We think the recent pullback in the group represents a good opportunity to nibble on shares of Morgan Stanley at roughly 7% off its recent high, initiate JPMorgan (JPM).
Morgan Stanley (MS)
Shortly after the opening bell, we will buy Morgan Stanley (MS) at roughly $101, increase our position from 4.2% to 5%.
In addition to strong levels of investment banking activity, we like Morgan Stanley because CEO James Gorman has transformed the bank’s business model towards fee-based and recurring revenue streams through the acquisitions of E-Trade and Eaton Vance. Investors like fee-based and recurring revenue streams because they are predictable. Wall Street puts a high value on recurring revenues because they are easier to forecast with greater certainty. As fee-based and recurring revenue streams become the majority of Morgan Stanley’s total revenues, we think the market will reward MS for this transformation by applying a higher price-to-earnings multiple on the stock.
In addition to positive business trends, we like how Morgan Stanley consistently returns a significant amount of capital to shareholders. The bank bought back roughly $3.6 billion worth of shares in the third quarter as part of their $12 billion authorization.
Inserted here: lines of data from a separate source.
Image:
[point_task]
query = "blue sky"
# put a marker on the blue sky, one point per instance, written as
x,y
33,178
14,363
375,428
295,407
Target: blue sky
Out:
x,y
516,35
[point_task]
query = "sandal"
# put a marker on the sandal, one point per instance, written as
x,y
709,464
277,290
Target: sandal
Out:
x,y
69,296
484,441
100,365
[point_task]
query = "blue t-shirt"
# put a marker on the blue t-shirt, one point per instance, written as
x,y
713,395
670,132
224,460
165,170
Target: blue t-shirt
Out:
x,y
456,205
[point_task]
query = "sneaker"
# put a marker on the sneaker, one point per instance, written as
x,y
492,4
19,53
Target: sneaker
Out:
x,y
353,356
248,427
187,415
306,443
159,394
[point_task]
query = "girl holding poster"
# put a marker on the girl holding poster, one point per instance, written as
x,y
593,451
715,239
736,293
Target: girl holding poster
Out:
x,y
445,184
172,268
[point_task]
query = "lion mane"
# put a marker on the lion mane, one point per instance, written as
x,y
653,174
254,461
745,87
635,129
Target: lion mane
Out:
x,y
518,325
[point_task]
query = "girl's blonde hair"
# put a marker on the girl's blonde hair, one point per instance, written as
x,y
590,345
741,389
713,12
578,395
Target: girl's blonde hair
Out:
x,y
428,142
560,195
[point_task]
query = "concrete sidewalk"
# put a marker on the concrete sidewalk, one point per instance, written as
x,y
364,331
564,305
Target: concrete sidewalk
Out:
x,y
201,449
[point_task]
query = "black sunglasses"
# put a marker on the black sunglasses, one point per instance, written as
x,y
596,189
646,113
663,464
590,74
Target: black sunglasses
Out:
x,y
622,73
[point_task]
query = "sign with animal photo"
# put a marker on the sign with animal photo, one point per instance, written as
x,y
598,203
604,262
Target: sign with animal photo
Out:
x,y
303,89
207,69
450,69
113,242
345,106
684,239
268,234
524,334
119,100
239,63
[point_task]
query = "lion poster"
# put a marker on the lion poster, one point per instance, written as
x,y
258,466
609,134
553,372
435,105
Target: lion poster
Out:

On top of share repurchases, MS pays its shareholders a decent-sized dividend too. The yield at the current stock price is roughly 2.83%, which compares favorably to the 10-Year Treasury rate and compensates us as we patiently wait for the business integrations to pay off.
JP Morgan (JPM)
We do not have enough time to write in detail about JPM, but we promise an initiation post will be followed over the weekend. We would like to get a starter position in a best-of-breed money-center bank, to expose ourselves to the rise of interest rates next year. Given shares of JPM are not so much off all-time high, our starter position will be about 1% portfolio, buying shares at an approximate price of 168.75$ to 169.75$. We want to ultimately work this position to 3%
How is JPM different from the financials that we own right now? JPM is a best-of-breed money center bank, sensitive to interest rates. Well-run. Wells Fargo (WFC) is also a money-center bank, but not best-of-breed, but rather a turn-around story which is subjected to hiccups along the way. Morgan Stanley (MS) is on the investment/ wealth management side, which is less sensitive to rates. PayPal is financial technology, really does not follow the financial sector as a whole (ultimately we'll separate this name from the financial sector that we categorize in our portfolio).
Lastly, as the title suggest, we would want to trim tech sector here. However, we've already done so. We're sitting on so much cash right now that we're pretty much done with trimming.